The owner of Heathrow Airport said today it would ask the Government to appoint an independent assessor to check noise and air quality limits if it received the go-ahead for a third runway at the site.
A spokesman for BAA said it would only increase the number of flights at the airport if it can operate within these limits.
BAA chief executive Colin Matthews said: "We have listened to the many arguments around expansion at Heathrow. Although the economic case remains compelling, we understand that we can only increase the number of flights if we can safeguard levels of noise and air quality.
"By calling on an independent assessor to scrutinise the airport's performance against these limits, we are providing an uncompromising assurance that we will operate Heathrow Airport within the limits laid down by government.
"If we don't, the number of flights in and out of Heathrow could be capped."
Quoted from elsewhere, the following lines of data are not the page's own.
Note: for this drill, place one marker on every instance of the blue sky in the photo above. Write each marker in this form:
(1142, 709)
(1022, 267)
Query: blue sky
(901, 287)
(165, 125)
But Liberal Democrat transport spokesman Norman Baker said: "This is a worthless promise, as BAA has to stick to EU emissions limits anyway.
"It is clearly an attempt to get the new runway in place and then to come back demanding more flights at a later date.
"The last 15 years have been littered with promises of no more expansion, followed by demands for exactly that."
Wandsworth Council leader Edward Lister, speaking on behalf of the 2M Group of councils opposed to Heathrow expansion, said: "The history of Heathrow is littered with broken promises.
"Once extra capacity has been agreed, it is used to the full. No-one will believe claims by either BAA or the Government that flights will be cut in the future in the light of environmental concerns.
"The time for an independent review is now. Given criticisms by the Government's own environmental advisers of the case made by the Department for Transport (DfT) on noise, air quality and surface access, there should be an immediate halt to any expansion proposals while the science is thoroughly checked.
"EU air quality limits are already being exceeded at Heathrow. If BAA and the DfT seriously want to be trusted on the environment they can start by reducing flights today."